Using a call handling service

Another option, especially for micro MSPs, is to use a call handling service. Using such a service, you can take two approaches:

  • Redirect all calls to the service, leaving them to filter out calls or take messages for you.
  • Redirect calls to the service when you’re busy or away, leaving them to take a message for you.

Most call handling services assign you a small pool of named individuals who answer your calls as your business. They’ll either put calls through to you (if they’re urgent or from specific clients) or take a message that’s then emailed or texted to you.

If you’re worried your clients won’t appreciate being answered by a “stranger,” don’t be. My experience is that your clients will assume the person answering is a part of your team and treat them as such.

Even for MSPs with a delegated dispatcher, receptionist, or office manager, I’d recommend a call handling service. It allows you to deal with especially busy periods, team meetings, and all sorts of occasions when the phone is in danger of becoming an interruption again.

Dealing with cellphone calls

Create a policy for dealing with cellphone calls. I suggest your policy be that employees should answer internal calls from colleagues. But any calls from clients, suppliers, or anyone else external should be redirected to the office or your call handling service.

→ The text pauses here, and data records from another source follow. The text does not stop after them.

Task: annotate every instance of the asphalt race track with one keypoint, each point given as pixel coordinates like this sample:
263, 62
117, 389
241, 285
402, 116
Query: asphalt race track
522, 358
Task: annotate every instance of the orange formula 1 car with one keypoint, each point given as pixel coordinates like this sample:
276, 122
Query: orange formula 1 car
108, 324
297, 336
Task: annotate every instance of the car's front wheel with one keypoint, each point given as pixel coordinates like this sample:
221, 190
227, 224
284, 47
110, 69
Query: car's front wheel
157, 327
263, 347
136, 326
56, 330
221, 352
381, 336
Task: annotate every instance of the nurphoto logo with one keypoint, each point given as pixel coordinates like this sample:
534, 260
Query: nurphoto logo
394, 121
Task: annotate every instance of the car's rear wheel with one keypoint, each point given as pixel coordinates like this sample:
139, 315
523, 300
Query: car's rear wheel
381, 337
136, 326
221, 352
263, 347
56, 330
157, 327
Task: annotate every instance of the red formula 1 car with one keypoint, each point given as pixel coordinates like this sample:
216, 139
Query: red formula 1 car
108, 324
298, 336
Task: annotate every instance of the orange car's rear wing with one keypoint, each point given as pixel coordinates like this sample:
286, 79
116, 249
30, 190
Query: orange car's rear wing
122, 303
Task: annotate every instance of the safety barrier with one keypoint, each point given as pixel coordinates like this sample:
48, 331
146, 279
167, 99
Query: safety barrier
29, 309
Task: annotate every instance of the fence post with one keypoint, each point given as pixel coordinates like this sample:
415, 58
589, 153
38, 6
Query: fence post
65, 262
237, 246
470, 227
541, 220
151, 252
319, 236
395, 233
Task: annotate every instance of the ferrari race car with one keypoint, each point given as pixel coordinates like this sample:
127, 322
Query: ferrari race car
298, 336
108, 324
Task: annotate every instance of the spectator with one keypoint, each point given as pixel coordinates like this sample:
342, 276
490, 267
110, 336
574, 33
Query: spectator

If you answer client calls on your cellphone, you’re educating them to avoid the systems you’ve put in place for logging support calls and handling queries. Those one-offs where they tell you “it’s just a quick call” will soon become the standard.

You’re also subtly giving them permission to call you out-of-hours, on a weekend, and all times in between. Don’t do it.

I’m also an advocate of turning off voicemail. If you leave your cellphone voicemail switched on, wait for the first time a client leaves you a voicemail when you’re on holiday—then gets angry when you haven’t returned her call. Again, redirect any client calls that reach your cellphone to the office. Educate your clients that your cellphone isn’t a shortcut to contacting you.

Taking control of phone interruptions

You need to make an important decision about how you handle phone interruptions calls within your MSP business. Are you going to set client expectations that phoning you means they get an instant response, even when that response isn’t always warranted? Or are you going to set the expectation that you’ll acknowledge and deal with their issues in a timely fashion, even if that means you don’t personally take their phone calls?

Sadly, most MSPs live with the fear that if they don’t answer client calls personally and instantly, clients will become frustrated and upset. My experience is that clients are busy people, just like you and me. Provided you deliver the levels of service they expect, they won’t care whether they’re talking to you, your call handling service, or your receptionist.

Take control of the phone. Don’t let it control you.